# Trichs, Pistles and Flower Time ?



## tcbud (Aug 24, 2009)

For you seasoned outdoor growers please....

1.  Since you do not turn lights to 12/12, how do you determine a plant to be "IN" flower?  
(I wait till I see five or six pistles when looking directly down on the growth end to call it in flower.) 
      a.  Anyone think an actual flower should be seen to call it "flowering"? (for determining length of time in flower)

2.  Should pistles always be brown before harvest? 

3.  The trichs on the leaf comming from the bud are amber, the trichs on the buds themselves are still cloudy. Is this normal?

4.  If the center cola is showing amber (what ever ratio you want) can you take just it and leave the rest of the plant to "mature" longer?
     a.  If so, how much should be left?  I have heard you can take up to one third and the plant will live, but will this stress an outdoor plant to the point of taking weeks to come out of it?

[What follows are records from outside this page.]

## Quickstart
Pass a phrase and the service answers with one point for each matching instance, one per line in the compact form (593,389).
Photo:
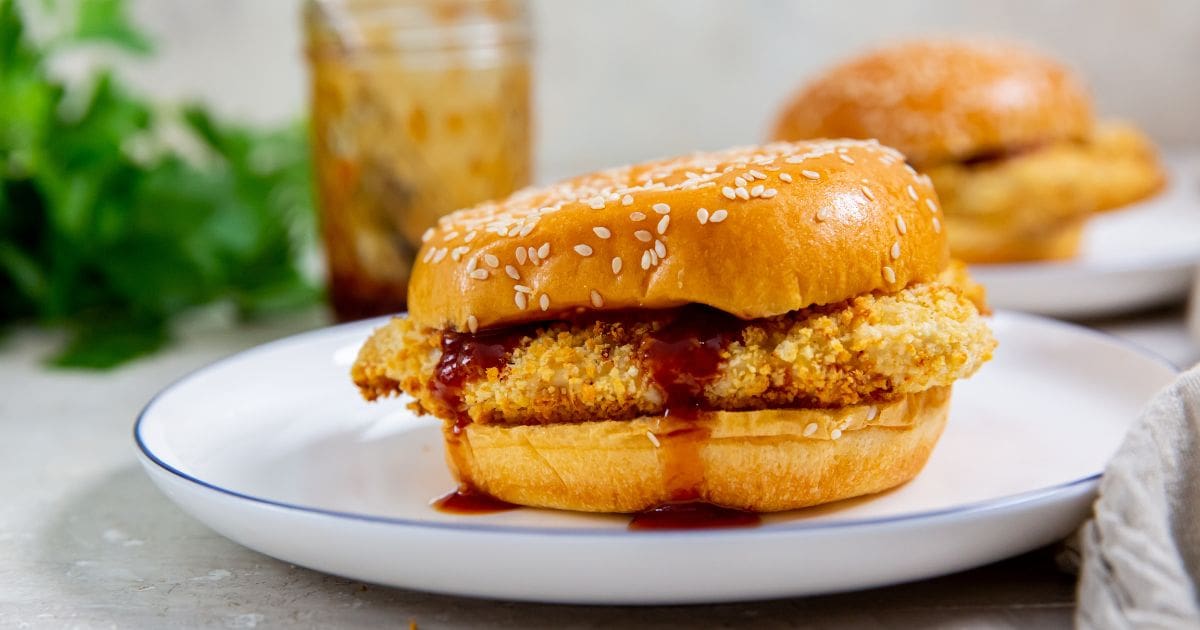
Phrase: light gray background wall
(627,79)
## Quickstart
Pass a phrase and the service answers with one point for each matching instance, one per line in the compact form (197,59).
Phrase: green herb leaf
(111,232)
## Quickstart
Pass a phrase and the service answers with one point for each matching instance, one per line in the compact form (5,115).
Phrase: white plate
(1137,257)
(275,449)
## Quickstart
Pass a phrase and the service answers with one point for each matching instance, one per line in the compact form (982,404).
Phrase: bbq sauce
(684,355)
(467,501)
(999,155)
(467,357)
(693,515)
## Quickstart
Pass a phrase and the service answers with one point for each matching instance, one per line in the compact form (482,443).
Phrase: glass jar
(419,107)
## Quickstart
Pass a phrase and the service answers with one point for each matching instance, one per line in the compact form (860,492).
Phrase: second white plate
(275,449)
(1131,258)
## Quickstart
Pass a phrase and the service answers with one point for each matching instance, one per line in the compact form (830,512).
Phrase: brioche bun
(808,223)
(759,461)
(943,101)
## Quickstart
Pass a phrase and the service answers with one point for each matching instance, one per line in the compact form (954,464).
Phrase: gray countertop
(87,540)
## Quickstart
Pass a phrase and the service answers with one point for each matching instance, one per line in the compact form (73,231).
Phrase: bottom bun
(972,241)
(762,461)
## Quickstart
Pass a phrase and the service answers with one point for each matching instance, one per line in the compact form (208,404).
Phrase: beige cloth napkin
(1141,549)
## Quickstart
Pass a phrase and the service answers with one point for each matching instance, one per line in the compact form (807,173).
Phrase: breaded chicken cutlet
(870,348)
(762,328)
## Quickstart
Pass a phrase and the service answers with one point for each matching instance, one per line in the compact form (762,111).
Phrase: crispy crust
(1032,207)
(793,223)
(870,348)
(943,101)
(760,461)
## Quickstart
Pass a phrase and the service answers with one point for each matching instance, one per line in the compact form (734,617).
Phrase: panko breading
(868,349)
(1056,183)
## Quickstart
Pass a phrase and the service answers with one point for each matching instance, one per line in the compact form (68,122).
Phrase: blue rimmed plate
(274,449)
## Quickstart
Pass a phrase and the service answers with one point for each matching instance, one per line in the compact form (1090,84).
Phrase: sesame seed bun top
(941,101)
(755,232)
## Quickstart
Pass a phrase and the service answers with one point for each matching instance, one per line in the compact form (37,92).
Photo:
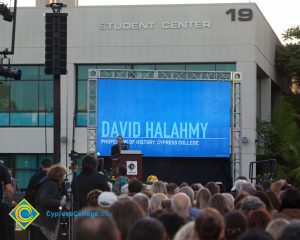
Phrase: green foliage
(288,56)
(282,140)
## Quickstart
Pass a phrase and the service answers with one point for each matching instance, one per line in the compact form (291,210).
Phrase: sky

Just a few questions I have had, and read here and there different answers to.

Thanks for responding....in case the server is busy and I cant thank your individual replys.


----------



## 4u2sm0ke (Aug 24, 2009)

good morning *tc*...:ciao:  im no season grower but feelm i can help on some..

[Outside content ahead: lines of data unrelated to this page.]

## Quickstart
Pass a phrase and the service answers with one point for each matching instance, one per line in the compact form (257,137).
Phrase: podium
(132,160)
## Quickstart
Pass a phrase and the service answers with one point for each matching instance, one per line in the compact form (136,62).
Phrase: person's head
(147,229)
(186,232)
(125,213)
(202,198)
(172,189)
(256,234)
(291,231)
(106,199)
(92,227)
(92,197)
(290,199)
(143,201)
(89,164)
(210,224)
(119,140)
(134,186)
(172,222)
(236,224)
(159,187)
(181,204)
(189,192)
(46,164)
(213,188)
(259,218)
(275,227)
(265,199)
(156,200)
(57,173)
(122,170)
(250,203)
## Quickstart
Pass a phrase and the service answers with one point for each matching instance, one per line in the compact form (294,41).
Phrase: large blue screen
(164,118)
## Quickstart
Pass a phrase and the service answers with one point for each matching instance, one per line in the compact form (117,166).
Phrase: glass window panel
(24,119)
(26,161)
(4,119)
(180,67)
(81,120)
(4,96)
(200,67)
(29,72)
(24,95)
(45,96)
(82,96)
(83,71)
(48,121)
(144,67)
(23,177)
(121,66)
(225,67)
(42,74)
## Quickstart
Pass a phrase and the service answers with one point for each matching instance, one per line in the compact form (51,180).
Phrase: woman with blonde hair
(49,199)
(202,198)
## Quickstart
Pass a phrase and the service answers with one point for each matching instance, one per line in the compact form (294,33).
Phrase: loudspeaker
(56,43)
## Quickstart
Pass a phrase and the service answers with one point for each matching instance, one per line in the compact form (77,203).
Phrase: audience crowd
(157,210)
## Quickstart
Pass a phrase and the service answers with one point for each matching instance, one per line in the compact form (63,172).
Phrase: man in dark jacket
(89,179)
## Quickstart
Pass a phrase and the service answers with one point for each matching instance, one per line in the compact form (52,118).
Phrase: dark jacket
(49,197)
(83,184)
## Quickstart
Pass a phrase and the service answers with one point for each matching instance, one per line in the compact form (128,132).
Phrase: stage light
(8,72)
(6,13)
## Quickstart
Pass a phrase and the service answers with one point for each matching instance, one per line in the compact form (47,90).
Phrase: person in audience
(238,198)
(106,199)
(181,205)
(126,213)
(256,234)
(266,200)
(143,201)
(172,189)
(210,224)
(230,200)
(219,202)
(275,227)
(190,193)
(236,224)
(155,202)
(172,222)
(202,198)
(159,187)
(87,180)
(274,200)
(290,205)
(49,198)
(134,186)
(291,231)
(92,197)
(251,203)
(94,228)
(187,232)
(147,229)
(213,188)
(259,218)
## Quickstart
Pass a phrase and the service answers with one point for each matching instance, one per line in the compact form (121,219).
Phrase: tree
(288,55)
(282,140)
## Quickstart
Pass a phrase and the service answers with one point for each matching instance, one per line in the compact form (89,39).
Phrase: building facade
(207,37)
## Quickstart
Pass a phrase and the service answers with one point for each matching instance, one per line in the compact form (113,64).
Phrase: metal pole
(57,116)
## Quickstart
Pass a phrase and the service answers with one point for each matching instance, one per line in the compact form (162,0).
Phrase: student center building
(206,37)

I looked up on net when flower starts here in seattle..and another thing I think the stretch can be a good indicator..My pstols last year was more orange..but  think strain depends..Not sure on  #3  so hitting :bong:  and moveing on..I allways Harvest in sections..Indoor and out..makes for diffrent meds..I think the top finishes first anyway and lower stuff needs a bit longer. as for how much should be left..that up to you.  are ya revegging any?  if so  leave some lower buds and leaf on...Just my thaughts..Take care and be safe


----------



## tcbud (Aug 24, 2009)

You are "seasoned" enough 4u, stick a fork in you...I'll call you done.

I called the pistles brown, I should have said dried?  You know they go from white to a dried color, be it red, brown, orange.....I ment turned from the original fat plump pistles to the more dried hairy looking pistles.

Are you looking at the calix when you test for ripeness or the small leaves that come from the bud?


----------



## pcduck (Aug 24, 2009)

Hey *tc :ciao:*


> hairy looking pistles



That is when I know they are getting real close, but mine look sticky wet and not dried:confused2:


----------



## tcbud (Aug 24, 2009)

pcduck said:
			
		

> Hey *tc :ciao:*
> 
> That is when I know they are getting real close, but mine look sticky wet and not dried:confused2:


 
Yes..exactly, my Afgoo girls are looking really close to being done....and the pistles are still fat and juicy looking with only very few going to the dried "hair" look.  This is why I was wondering the question.....

Should pistles always be "dried/brown" before harvest?


----------



## Mutt (Aug 24, 2009)

> 1.  Since you do not turn lights to 12/12, how do you determine a plant to be "IN" flower?
> (I wait till I see five or six pistles when looking directly down on the growth end to call it in flower.)
> a.  Anyone think an actual flower should be seen to call it "flowering"? (for determining length of time in flower)


I still call it pre-flower....unless in august then its startin up its flowering months.



> 2.  Should pistles always be brown before harvest?


I don't pay attention em. Trichs tell ya.



> 3.  The trichs on the leaf comming from the bud are amber, the trichs on the buds themselves are still cloudy. Is this normal?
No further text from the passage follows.